同じように「高齢受給者証」というものがある。七十歳になった「翌月」から適用になるものだが、一日生まれの人は七十歳誕生日の朝、御早うと起きてきたときから、何なら前日の真夜中十二時から使える。これも上記の理屈だろう。なるほどねー。


やっと本題に戻ってきた。
今年は閏(うるう)年である。
季節と暦のズレを解消するために四年に一度、二月二十九日を設けているわけだが、二月二十九日生まれの人は四年に一度しか歳をとらないのか —— 否、上記の理屈を思い出してほしい。二十八日の真夜中十二時にはちゃんと歳をとっているわけだ。

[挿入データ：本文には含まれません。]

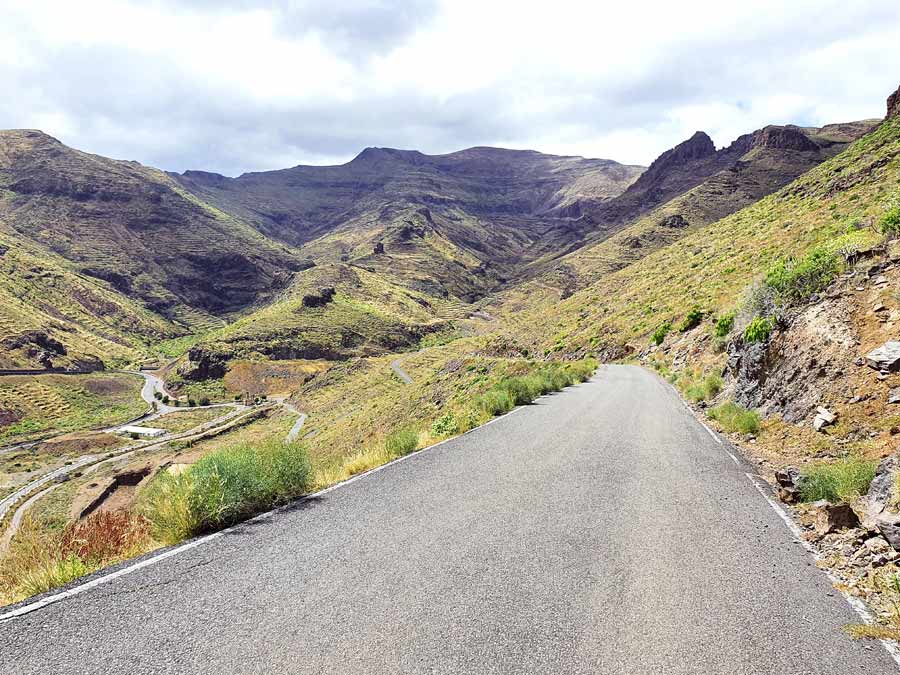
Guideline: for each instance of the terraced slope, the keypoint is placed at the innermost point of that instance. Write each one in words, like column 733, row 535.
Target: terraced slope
column 53, row 316
column 331, row 311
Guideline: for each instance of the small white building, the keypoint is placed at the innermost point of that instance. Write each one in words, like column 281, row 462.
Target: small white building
column 146, row 432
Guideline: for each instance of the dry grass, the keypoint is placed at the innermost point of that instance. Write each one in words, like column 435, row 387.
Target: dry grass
column 40, row 558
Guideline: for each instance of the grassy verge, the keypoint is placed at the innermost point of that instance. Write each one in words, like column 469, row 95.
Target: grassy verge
column 493, row 398
column 42, row 558
column 223, row 488
column 837, row 481
column 735, row 418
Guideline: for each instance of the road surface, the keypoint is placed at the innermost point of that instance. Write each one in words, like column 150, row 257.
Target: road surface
column 600, row 530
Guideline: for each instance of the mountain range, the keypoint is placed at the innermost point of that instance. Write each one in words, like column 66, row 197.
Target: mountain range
column 104, row 258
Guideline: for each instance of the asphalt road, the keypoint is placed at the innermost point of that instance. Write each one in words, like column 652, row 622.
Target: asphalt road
column 601, row 530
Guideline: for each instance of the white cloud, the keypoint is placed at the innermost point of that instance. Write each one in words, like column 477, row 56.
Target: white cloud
column 237, row 85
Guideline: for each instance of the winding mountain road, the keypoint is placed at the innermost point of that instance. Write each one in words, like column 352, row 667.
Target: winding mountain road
column 600, row 530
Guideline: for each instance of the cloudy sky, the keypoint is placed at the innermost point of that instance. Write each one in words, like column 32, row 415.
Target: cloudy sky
column 243, row 85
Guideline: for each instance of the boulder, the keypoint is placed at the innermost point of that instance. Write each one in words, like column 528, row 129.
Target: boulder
column 888, row 524
column 788, row 485
column 823, row 418
column 886, row 357
column 881, row 490
column 833, row 517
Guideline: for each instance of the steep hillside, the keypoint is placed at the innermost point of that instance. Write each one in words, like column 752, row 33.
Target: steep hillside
column 684, row 189
column 460, row 223
column 333, row 312
column 137, row 229
column 54, row 317
column 713, row 266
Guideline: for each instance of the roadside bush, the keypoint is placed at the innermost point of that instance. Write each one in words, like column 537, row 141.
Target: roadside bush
column 660, row 333
column 759, row 329
column 518, row 390
column 735, row 418
column 41, row 558
column 796, row 280
column 837, row 481
column 106, row 535
column 225, row 487
column 445, row 425
column 401, row 442
column 704, row 389
column 890, row 222
column 724, row 325
column 495, row 402
column 691, row 320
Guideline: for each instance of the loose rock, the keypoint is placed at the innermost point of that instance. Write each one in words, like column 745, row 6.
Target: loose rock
column 886, row 357
column 833, row 517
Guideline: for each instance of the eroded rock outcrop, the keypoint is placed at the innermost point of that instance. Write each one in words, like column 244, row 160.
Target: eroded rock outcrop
column 894, row 104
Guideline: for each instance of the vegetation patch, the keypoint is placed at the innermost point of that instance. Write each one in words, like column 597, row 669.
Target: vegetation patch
column 759, row 329
column 691, row 320
column 41, row 558
column 735, row 418
column 225, row 487
column 660, row 333
column 53, row 404
column 796, row 280
column 841, row 480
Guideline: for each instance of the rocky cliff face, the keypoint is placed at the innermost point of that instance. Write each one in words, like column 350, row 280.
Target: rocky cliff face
column 894, row 104
column 134, row 228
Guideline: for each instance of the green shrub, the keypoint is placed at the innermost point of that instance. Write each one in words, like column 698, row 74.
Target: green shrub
column 707, row 388
column 660, row 333
column 691, row 320
column 759, row 329
column 735, row 418
column 445, row 425
column 796, row 280
column 841, row 480
column 225, row 487
column 582, row 370
column 724, row 325
column 537, row 384
column 401, row 442
column 890, row 221
column 518, row 390
column 495, row 402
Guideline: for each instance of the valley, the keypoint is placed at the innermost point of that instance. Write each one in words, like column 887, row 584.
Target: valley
column 342, row 317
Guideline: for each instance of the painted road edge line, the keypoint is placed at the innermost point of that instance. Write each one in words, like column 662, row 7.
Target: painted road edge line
column 194, row 543
column 855, row 603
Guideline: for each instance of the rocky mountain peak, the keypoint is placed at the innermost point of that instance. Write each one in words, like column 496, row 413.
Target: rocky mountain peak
column 788, row 137
column 894, row 104
column 698, row 146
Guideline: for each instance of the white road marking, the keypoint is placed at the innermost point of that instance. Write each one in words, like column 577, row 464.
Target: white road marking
column 77, row 590
column 855, row 603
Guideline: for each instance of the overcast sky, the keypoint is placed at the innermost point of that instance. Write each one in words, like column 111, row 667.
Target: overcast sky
column 244, row 85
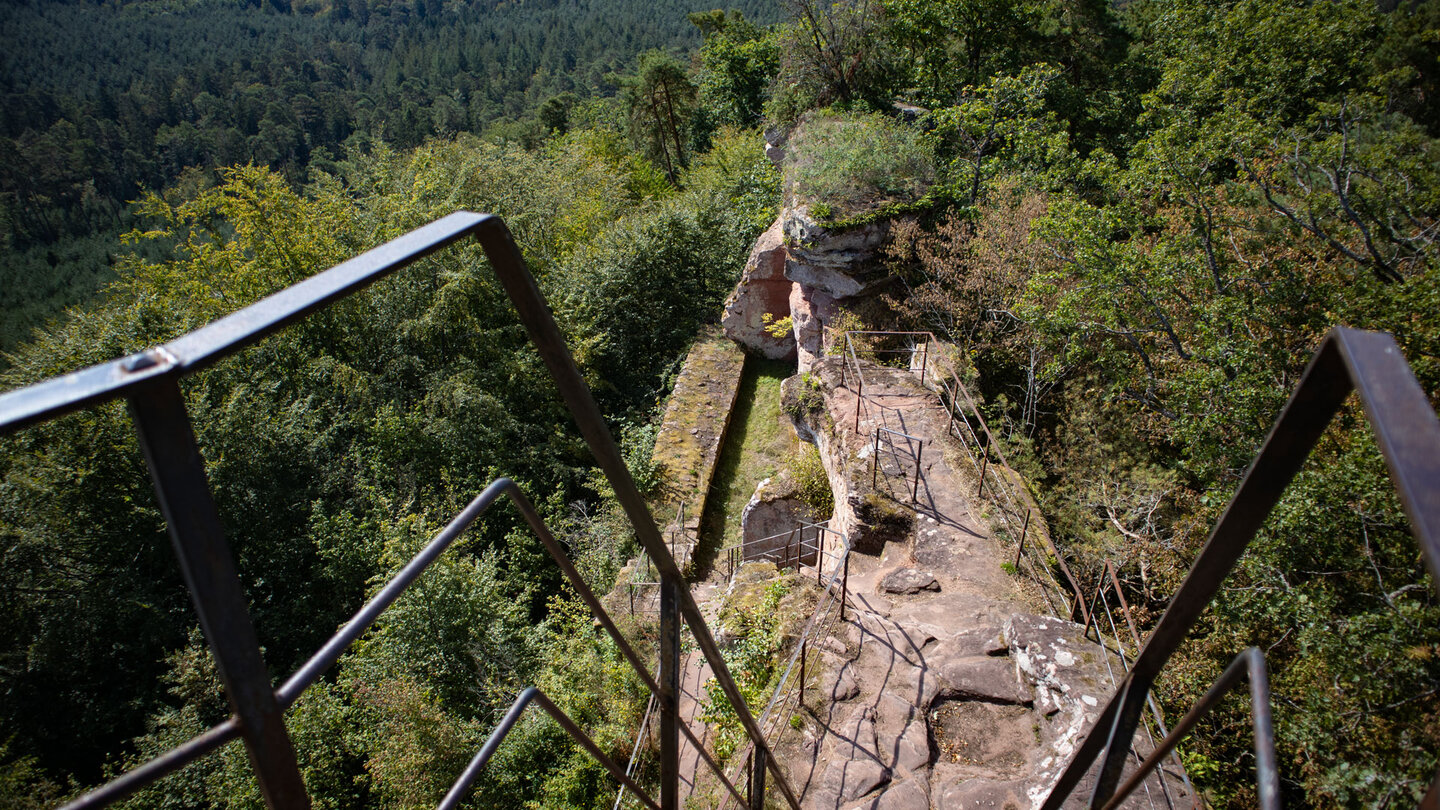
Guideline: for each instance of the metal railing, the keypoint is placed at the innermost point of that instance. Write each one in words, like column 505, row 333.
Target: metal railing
column 150, row 384
column 1409, row 437
column 1034, row 552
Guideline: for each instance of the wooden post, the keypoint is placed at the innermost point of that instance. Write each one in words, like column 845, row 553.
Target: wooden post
column 668, row 693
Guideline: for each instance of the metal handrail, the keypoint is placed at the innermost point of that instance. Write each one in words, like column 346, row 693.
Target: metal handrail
column 1250, row 666
column 840, row 574
column 1409, row 435
column 150, row 379
column 874, row 459
column 534, row 695
column 961, row 428
column 784, row 561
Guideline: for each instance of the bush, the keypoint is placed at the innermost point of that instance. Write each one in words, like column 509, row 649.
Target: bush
column 857, row 162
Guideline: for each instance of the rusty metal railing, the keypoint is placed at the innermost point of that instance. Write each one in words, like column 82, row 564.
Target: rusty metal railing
column 150, row 384
column 1409, row 437
column 1034, row 552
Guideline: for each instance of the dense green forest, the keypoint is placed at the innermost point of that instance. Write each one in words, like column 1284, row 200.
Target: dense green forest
column 100, row 101
column 1138, row 222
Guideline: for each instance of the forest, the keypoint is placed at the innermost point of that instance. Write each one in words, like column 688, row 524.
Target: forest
column 1138, row 221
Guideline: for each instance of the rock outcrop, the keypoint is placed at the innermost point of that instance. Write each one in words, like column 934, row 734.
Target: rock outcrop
column 804, row 270
column 761, row 299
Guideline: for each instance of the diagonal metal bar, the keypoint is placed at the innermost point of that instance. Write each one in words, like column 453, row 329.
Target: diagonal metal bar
column 229, row 335
column 1250, row 666
column 533, row 695
column 215, row 587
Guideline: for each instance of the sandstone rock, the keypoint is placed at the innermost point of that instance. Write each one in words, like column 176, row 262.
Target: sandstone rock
column 838, row 683
column 856, row 737
column 762, row 291
column 902, row 734
column 981, row 678
column 909, row 581
column 768, row 523
column 811, row 309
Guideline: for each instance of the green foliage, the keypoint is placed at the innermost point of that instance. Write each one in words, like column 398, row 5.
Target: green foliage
column 736, row 170
column 858, row 162
column 808, row 398
column 759, row 629
column 661, row 101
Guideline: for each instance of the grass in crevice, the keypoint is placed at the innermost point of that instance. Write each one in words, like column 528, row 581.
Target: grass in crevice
column 759, row 440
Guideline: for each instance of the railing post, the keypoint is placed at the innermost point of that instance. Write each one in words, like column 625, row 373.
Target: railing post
column 860, row 394
column 949, row 410
column 668, row 693
column 915, row 487
column 874, row 460
column 758, row 779
column 1020, row 549
column 804, row 649
column 208, row 565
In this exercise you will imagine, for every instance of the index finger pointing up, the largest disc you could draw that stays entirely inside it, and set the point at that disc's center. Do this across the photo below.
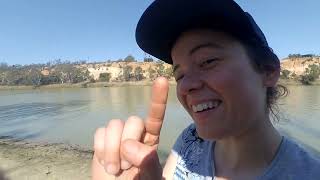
(157, 107)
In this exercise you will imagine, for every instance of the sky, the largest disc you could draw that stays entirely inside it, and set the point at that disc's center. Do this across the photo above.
(39, 31)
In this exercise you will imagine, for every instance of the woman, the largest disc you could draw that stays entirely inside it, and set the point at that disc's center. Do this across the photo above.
(227, 81)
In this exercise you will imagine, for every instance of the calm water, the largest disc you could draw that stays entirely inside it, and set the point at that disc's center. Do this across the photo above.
(72, 115)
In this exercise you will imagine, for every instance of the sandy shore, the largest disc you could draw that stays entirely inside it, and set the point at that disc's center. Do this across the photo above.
(25, 160)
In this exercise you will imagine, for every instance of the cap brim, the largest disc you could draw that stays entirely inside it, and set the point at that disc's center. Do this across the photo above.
(164, 20)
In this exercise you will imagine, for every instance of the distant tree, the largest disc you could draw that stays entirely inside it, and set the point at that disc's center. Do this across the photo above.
(127, 73)
(148, 59)
(168, 72)
(138, 73)
(129, 58)
(105, 77)
(152, 73)
(285, 74)
(160, 69)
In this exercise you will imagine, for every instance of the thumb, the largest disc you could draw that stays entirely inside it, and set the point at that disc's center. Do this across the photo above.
(142, 156)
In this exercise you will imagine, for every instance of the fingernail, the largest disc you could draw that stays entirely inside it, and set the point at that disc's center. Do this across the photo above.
(102, 162)
(131, 148)
(111, 169)
(125, 164)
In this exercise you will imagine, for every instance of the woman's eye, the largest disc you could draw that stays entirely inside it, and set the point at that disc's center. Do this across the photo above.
(178, 77)
(206, 62)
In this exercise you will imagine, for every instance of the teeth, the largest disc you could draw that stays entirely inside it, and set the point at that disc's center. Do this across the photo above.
(210, 104)
(204, 106)
(215, 104)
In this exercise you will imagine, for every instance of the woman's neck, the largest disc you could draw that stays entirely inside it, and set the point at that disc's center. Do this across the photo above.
(249, 154)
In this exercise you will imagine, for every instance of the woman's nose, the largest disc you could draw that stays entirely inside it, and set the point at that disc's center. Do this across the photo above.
(190, 83)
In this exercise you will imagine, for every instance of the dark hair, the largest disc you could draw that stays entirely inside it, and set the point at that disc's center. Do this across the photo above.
(263, 59)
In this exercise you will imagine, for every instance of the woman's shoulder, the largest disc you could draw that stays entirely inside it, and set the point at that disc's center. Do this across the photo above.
(192, 154)
(294, 161)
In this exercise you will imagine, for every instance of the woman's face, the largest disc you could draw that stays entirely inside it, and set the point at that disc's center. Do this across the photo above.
(217, 85)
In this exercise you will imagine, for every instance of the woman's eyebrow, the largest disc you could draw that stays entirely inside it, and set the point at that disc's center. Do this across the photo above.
(175, 67)
(205, 45)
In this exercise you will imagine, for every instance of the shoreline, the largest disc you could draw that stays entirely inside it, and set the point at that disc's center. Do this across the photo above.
(122, 84)
(23, 159)
(26, 160)
(84, 85)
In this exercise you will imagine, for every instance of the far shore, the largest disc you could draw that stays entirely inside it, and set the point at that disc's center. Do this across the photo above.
(119, 84)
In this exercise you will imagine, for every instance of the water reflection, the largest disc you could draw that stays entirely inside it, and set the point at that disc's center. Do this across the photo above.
(72, 115)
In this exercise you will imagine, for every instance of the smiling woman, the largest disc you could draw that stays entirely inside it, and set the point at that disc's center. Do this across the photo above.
(227, 78)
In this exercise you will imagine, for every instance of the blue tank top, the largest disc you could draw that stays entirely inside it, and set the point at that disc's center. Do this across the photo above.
(194, 160)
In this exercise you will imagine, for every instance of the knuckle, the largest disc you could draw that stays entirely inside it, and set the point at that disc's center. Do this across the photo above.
(134, 120)
(114, 122)
(99, 139)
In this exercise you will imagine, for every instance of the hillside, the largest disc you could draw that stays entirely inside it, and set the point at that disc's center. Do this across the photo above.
(299, 65)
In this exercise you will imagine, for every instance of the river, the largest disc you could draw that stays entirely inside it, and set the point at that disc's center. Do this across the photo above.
(71, 115)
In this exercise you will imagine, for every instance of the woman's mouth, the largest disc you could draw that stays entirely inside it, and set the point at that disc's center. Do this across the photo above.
(206, 106)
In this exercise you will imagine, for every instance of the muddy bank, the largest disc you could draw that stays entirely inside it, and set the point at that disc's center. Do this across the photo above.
(26, 160)
(20, 160)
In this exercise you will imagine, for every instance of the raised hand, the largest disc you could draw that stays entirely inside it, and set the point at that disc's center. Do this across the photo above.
(128, 150)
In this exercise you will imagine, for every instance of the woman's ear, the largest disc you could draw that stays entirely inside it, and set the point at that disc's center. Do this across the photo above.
(271, 77)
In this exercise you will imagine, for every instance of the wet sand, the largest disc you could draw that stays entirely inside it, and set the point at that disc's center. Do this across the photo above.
(23, 160)
(26, 160)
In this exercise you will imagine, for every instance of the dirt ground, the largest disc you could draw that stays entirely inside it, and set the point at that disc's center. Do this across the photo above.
(24, 160)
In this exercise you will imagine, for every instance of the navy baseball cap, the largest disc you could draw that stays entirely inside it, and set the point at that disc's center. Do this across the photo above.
(164, 21)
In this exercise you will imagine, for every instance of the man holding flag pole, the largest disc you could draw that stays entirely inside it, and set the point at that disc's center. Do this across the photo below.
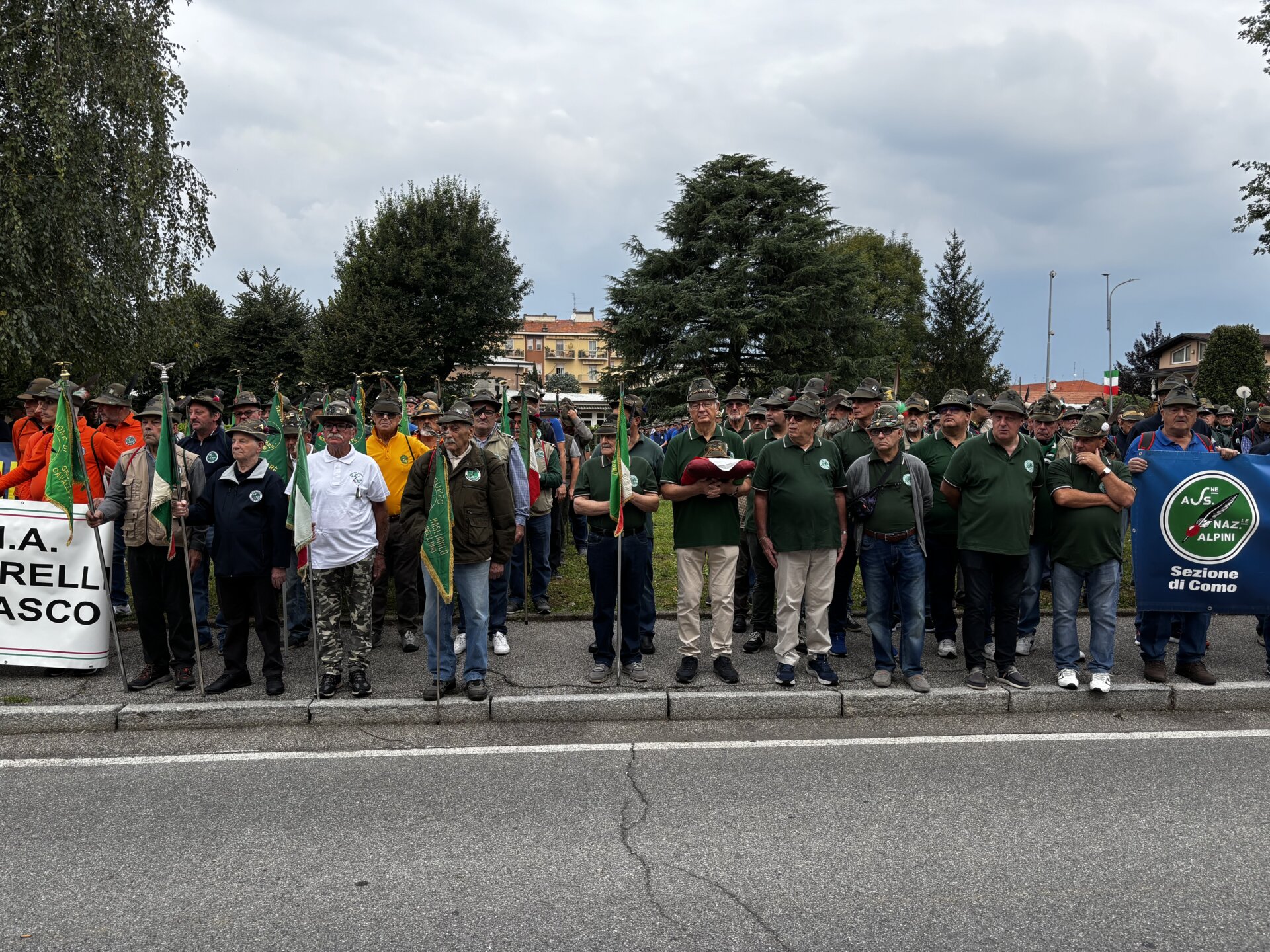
(616, 493)
(142, 494)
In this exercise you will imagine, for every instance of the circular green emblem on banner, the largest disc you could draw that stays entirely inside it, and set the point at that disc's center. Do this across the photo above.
(1209, 517)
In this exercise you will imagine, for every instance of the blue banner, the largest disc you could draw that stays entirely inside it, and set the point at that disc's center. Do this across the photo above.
(1199, 539)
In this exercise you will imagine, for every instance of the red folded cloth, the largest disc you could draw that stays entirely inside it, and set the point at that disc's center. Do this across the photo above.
(715, 469)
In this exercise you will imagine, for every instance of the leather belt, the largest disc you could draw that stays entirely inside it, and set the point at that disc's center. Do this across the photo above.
(890, 536)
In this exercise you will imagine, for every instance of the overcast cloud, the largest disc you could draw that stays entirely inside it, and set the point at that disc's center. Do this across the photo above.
(1085, 138)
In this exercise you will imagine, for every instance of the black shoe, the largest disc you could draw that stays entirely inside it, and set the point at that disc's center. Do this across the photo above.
(443, 687)
(229, 682)
(724, 669)
(687, 670)
(359, 684)
(148, 677)
(328, 684)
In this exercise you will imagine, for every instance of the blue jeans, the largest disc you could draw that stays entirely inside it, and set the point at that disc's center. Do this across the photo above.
(890, 571)
(1103, 583)
(299, 619)
(1029, 600)
(118, 587)
(538, 535)
(603, 573)
(1158, 626)
(472, 589)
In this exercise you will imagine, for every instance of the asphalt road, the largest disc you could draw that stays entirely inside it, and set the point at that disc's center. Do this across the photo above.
(939, 841)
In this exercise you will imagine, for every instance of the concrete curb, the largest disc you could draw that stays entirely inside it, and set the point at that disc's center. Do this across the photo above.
(657, 705)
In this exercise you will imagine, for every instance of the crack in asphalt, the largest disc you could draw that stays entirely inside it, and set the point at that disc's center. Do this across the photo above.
(628, 826)
(753, 914)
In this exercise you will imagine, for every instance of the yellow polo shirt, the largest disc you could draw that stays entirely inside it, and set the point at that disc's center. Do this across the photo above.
(394, 460)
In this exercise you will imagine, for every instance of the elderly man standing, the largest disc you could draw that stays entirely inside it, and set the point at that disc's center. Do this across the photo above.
(1090, 492)
(892, 543)
(853, 444)
(1176, 434)
(159, 586)
(941, 549)
(800, 514)
(706, 531)
(992, 481)
(484, 526)
(396, 452)
(351, 527)
(253, 550)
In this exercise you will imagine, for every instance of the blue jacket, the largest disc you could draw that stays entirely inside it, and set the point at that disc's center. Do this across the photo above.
(251, 518)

先ほど「法律では」と言ったが「年齢計算ニ関スル法律」は、きちんと二月二十九日生まれの人を考えた法律であることがわかった。「お役所」とも言ったが、前言撤回だ。少数にも多数にも優しい法律である。なるほどねー(2回目)。


閏(うるう)秒、というものもあるらしい。
数年に一度、日本時間で九時ちょうどの一秒前に、八時五十九分六十秒が入れられることがあり、これを閏秒というそうだ。不規則にやってきて、最近だと2017年、2015年、2012年に実施されたそうだ。なんだか考えれば考えるほど不思議な気持ちがしてくるし、閏秒ってなんだか美しい。しかしどうやらこの閏秒、廃止となるらしいのだ。理由は「時間調整の失敗によるシステム障害への懸念が国際的に高まり、廃止を求める声が出ていた」からだそうだ。